In space, Dunbar helped examine Russian astronauts on the Mir and noted how well they had adapted to the gravity-less environment. She herself has found readjusting to zero gravity is easier each of the five times she has been in orbit, for a total of 51 days.

“It probably takes two days for the average person to get adjusted. Then it takes less time with each flight. It’s a lot like playing sports—at first, you have to think about what you are doing, and then, after practice, you just reach out and catch the ball,” Dunbar says.

So while the zero gravity confuses the body, the body adapts. Kushmerick says that the study of space medicine is an exploration into yet another amazing aspect of this most amazing of all machines: “Humans have evolved for hundreds of thousands of years. There has been life for billions of years, and no one has been exposed to zero g. Never.

“And yet we respond in an appropriate way. How come our systems are smart enough to do that? This is the central scientific fascination of space medicine.”

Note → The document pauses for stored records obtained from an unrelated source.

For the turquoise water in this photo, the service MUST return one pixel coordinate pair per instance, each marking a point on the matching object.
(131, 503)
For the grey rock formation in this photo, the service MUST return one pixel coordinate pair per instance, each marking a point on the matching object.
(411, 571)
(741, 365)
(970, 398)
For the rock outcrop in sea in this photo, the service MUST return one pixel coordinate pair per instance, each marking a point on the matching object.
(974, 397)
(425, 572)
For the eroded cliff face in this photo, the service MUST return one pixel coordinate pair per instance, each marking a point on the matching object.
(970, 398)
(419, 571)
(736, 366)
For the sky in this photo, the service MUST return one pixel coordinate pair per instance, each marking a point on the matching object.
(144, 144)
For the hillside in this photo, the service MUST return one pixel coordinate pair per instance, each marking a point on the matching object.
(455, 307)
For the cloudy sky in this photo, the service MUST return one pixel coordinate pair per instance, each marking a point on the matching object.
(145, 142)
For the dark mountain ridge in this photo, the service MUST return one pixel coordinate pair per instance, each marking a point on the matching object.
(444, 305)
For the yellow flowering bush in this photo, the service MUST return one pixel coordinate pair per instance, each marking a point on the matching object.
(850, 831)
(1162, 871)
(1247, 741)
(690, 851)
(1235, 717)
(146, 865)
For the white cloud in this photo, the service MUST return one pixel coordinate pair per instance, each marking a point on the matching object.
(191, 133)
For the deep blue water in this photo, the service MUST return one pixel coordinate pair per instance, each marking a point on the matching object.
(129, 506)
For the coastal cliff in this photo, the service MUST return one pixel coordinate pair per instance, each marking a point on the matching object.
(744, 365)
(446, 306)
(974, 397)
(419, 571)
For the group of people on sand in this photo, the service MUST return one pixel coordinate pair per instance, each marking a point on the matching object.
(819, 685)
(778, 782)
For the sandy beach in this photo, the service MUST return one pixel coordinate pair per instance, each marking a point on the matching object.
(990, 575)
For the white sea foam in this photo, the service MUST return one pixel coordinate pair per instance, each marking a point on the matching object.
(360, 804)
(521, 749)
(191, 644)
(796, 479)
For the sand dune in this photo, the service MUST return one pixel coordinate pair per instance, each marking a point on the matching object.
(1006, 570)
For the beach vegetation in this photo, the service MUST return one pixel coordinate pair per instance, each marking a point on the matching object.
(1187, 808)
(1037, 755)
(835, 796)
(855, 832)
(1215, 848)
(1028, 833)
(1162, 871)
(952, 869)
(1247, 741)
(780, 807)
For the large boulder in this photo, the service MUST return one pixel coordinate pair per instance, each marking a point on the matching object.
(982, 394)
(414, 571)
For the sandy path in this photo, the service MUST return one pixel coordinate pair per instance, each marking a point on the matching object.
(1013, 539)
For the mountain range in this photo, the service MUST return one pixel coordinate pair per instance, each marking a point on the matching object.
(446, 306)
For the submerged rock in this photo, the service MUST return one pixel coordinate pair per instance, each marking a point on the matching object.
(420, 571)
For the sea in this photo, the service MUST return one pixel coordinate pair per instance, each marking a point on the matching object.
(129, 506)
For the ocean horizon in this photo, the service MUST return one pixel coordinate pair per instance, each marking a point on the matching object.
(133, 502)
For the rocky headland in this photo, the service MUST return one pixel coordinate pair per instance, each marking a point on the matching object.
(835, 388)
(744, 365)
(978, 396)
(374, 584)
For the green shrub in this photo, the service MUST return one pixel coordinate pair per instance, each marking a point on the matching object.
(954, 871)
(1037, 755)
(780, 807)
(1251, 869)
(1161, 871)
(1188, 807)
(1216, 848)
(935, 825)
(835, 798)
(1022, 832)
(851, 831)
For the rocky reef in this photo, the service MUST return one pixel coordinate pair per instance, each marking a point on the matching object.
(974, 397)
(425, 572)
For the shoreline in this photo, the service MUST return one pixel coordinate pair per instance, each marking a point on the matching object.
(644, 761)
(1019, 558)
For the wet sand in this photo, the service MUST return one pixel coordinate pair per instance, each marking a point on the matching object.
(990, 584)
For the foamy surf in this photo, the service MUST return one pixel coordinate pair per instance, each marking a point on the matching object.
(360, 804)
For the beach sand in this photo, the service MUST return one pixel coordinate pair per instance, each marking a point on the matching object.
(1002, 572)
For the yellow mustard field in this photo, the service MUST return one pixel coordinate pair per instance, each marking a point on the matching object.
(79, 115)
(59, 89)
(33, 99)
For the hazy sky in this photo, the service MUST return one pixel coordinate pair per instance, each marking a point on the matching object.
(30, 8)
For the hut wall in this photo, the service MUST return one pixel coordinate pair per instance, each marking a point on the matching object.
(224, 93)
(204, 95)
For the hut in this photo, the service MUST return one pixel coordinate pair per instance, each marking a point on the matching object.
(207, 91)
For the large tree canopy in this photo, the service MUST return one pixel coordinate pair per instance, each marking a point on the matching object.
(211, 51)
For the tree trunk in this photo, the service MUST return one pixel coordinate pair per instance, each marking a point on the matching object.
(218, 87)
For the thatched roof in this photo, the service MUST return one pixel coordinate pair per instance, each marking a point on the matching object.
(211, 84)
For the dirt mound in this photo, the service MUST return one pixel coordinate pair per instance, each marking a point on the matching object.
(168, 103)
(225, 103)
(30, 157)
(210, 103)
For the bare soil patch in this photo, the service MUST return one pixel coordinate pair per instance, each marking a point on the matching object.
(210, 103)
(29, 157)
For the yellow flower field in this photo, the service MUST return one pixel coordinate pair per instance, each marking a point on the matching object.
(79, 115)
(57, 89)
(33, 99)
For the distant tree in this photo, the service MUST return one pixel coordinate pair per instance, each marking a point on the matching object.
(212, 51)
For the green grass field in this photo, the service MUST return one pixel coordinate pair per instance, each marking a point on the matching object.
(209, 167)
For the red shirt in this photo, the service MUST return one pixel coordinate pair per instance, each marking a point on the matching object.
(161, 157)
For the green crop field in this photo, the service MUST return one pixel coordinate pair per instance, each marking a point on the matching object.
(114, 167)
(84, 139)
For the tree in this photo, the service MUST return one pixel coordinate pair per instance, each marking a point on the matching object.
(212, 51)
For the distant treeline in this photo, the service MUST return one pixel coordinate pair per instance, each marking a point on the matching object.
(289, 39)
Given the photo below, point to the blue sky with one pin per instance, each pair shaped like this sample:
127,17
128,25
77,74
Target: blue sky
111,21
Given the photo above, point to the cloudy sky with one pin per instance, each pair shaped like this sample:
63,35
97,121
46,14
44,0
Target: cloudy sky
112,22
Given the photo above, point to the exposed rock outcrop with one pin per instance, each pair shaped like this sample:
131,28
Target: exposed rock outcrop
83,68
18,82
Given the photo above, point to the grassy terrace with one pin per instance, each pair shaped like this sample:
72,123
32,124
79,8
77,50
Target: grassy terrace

From fiction to fact: Space Station Alpha

By the standards of Earth orbit, the traffic outside the International Space Station may resemble the congestion found on the 520 ramps to and from Montlake Boulevard. More than 40 flights are scheduled in the next few years to turn the space station into a dorm and laboratory orbiting 250 miles above our heads.

If all goes according to schedule, the space station will be completed in 2006. It will stretch longer than a football field. The station’s total cost has been estimated at $96 billion, including all the construction flights.

The space station is considered a vital part of space medicine research. Even on the first mission, astronauts are monitoring each other for changes in their bodies because of space.

“We expect to be a big user of the space station, come 2004 and 2005,” says Ronald White, associate director of the National Space Biomedical Research Institute in Houston.

Scientists want to study the effects of zero gravity on humans, such as the loss of bone density and muscle mass. They also want to test many of the methods that might be used for alleviating some of these problems.

For one thing, a centrifuge on board will allow researchers to simulate the gravity conditions that would be found on Mars, which has a little more than one-third of Earth’s pull. So the space station is seen as a crucial place for training and rehearsing for a Mars expedition.

Sixteen countries are cooperating to build and staff the station. The station will have more than half an acre of solar panels to power the station. It will have six times more electrical energy available than its immediate predecessor, the Russian Mir. Two computers on board are in charge of keeping the station on the right course and altitude as it orbits the Earth every 90 minutes.

By the time it is finished, the space station will have 46,000 cubic feet of living and working space—more than the volume of the passenger cabin and cargo hold of a Boeing 747-400, says the Boeing Co.

Boeing is well qualified to make that claim, as it is the station’s prime contractor. Boeing built Unity, a connecting module that is in orbit today. All future U.S. segments of the station will be attached to Unity. Earlier this year, the space shuttle Atlantis delivered Boeing-built Destiny, a laboratory that will allow scientists to study how materials form in zero gravity.

It’s possible that the space station will become a departure and return point for future astronauts going to Mars. “We might someday use the space station as a weighing-in spot—no pun intended—for astronauts coming to and from other places,” says Yvonne Darlene Cagle, ‘85, a physician and U.S. astronaut.